Zalewamy w tej patelni sosem z cozze, mieszamy i czekamy, aż makaron wchłonie płyn, mieszając od czasu do czasu. Ponieważ płynu z cozzy i tak nie starczy, żeby spaghetti sie dobrze ugotowały, podlewamy od czasu do czasu wrzącą wodą, w której zmiękły spaghetti. W ostatniej minucie wrzucamy obrane z muszli cozze, pietruszkę i mieszamy, najlepiej podrzucając patelnią tym subtelnym ruchem nadgarstka, który pozwala się makaronowi wymieszać bez wywalania się na całą kuchenkę.

Ładnie układamy w talerzach, dekorujemy najładniejszymi małżami i podajemy do stołu.

Skrobia, która jest zawarta w makaronie, a zwykle rozpuszczająca się w wodzie przy jego gotowaniu, w tym przypadku pozostaje prawie cała w patelni, tworząc bardzo przyjemny dla oka i języka sosik.
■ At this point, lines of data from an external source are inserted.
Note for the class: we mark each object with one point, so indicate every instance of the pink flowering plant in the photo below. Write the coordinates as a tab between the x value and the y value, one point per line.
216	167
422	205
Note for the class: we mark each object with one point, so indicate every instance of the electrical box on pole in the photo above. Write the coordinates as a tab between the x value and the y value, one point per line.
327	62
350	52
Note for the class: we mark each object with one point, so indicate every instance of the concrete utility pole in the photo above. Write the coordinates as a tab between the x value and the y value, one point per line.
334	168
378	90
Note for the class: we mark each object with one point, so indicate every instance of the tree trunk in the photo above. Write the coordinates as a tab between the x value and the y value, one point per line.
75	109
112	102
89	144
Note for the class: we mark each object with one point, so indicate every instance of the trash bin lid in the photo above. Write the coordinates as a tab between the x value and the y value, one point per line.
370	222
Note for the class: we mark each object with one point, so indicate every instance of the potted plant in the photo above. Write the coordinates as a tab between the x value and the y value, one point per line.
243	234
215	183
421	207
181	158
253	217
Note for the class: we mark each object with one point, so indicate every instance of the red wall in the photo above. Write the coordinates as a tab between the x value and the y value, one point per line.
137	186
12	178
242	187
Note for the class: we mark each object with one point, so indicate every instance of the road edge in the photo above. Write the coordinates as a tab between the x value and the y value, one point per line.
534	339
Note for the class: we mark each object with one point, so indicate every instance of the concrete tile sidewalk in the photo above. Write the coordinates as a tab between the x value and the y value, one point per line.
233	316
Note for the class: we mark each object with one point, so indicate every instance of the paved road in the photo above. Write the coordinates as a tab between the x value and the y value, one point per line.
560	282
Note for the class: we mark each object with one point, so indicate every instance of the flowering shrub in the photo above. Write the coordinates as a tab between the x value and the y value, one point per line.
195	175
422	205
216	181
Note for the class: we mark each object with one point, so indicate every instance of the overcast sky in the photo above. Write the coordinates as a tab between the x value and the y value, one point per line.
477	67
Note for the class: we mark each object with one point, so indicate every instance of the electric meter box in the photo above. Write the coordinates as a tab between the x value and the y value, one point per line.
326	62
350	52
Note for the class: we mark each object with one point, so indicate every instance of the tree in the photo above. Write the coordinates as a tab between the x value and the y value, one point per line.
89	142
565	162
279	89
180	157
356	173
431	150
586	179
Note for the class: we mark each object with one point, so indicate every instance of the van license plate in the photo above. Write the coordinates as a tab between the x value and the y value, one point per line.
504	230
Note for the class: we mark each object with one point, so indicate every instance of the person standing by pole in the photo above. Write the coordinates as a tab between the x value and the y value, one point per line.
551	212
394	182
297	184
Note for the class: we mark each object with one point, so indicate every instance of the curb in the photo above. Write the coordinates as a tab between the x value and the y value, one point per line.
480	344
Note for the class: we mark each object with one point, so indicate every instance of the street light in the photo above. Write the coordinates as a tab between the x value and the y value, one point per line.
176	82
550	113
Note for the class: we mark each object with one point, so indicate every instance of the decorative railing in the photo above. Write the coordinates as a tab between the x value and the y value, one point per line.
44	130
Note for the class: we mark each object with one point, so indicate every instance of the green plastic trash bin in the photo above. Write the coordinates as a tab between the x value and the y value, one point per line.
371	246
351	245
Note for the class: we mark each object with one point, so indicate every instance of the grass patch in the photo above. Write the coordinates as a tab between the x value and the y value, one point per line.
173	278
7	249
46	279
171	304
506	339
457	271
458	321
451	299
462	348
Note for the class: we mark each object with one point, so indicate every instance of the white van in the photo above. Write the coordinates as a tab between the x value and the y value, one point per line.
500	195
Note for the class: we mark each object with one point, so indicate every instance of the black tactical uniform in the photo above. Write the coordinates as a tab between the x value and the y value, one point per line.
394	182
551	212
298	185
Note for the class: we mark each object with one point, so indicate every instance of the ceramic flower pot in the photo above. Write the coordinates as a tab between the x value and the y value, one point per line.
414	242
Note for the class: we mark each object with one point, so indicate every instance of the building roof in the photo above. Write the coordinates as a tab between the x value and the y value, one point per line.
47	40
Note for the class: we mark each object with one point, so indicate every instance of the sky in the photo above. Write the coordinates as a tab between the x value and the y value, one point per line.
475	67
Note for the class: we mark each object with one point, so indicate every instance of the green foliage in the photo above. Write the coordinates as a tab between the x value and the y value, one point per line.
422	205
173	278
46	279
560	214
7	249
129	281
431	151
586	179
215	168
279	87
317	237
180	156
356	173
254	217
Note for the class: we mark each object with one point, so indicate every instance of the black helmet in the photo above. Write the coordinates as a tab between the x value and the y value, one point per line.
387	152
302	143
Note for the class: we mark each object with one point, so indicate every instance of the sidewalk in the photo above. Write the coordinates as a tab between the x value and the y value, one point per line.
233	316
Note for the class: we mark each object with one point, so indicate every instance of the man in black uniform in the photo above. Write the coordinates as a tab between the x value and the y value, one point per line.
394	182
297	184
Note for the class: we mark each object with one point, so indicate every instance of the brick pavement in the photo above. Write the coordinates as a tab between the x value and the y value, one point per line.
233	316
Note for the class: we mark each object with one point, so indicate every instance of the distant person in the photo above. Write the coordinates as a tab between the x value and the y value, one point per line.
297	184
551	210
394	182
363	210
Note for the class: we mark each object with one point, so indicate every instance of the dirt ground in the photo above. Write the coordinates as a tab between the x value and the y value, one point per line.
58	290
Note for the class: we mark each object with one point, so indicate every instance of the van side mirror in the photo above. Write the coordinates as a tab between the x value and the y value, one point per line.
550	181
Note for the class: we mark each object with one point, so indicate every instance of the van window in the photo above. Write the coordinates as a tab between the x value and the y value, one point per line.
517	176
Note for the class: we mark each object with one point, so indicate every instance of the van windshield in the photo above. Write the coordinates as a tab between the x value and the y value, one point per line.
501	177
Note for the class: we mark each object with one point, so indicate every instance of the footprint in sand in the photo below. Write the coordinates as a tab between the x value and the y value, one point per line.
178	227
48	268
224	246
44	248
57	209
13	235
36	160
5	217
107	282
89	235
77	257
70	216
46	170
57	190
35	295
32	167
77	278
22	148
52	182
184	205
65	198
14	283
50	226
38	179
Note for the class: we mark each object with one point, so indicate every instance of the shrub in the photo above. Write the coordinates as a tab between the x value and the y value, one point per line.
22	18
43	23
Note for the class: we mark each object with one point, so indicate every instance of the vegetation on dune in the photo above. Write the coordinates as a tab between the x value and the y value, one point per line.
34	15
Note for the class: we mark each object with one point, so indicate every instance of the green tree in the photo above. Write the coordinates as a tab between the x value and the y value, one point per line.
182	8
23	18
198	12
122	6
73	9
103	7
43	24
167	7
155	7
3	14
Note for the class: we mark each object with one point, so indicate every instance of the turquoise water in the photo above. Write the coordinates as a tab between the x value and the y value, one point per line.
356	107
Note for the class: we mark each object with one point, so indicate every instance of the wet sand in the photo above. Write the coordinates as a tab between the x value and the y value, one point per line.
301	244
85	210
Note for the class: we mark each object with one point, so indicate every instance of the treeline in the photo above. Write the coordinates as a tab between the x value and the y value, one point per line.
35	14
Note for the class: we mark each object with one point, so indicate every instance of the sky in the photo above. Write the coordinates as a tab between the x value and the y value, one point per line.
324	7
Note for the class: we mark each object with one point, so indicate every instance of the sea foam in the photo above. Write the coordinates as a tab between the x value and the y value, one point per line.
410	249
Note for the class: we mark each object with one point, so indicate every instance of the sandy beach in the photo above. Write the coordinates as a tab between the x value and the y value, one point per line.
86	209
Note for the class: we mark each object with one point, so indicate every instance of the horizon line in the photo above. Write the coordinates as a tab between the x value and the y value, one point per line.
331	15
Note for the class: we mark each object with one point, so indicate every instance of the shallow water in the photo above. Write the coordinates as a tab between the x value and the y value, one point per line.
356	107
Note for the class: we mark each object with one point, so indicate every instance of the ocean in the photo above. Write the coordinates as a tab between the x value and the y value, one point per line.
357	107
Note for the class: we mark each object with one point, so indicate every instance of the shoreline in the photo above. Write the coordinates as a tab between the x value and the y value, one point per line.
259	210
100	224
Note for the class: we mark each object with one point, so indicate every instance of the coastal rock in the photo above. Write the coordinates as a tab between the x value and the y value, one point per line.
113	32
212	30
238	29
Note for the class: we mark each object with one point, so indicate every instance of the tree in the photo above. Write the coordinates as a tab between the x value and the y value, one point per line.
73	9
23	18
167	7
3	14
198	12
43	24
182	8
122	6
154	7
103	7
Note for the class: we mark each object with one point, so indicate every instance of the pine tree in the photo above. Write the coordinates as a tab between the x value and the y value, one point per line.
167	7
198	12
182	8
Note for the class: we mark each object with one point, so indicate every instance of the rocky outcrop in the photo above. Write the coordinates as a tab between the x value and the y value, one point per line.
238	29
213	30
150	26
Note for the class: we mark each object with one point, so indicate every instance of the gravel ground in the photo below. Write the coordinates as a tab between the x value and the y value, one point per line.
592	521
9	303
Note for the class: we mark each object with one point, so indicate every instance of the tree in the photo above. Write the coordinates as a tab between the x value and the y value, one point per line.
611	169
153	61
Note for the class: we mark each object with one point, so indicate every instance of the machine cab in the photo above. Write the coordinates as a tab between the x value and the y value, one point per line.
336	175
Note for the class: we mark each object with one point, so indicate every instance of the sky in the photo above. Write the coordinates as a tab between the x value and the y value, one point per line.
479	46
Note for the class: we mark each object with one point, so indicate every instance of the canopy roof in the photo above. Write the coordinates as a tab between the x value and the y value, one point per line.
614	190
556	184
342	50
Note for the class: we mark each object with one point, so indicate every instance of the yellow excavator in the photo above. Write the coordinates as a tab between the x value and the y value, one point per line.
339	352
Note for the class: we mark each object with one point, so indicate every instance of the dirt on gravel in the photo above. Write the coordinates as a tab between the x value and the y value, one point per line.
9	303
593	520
W obu przypadkach, tak przy powyższej zupce, jak i w tym przepisie, można dodać pomidora, najlepiej w kostce, przy zupce może być jak najbardziej z puszki.
W zupce wrzucamy go na oliwę, robimy sos i do niego wrzucamy surowe cozze, w spaghetti na patelnię, przed wrzuceniem makaronu.

To dwa najprostsze i najsmaczniejsze przepisy, dzięki którym kocham cozze całym sercem, językiem i żołądkiem.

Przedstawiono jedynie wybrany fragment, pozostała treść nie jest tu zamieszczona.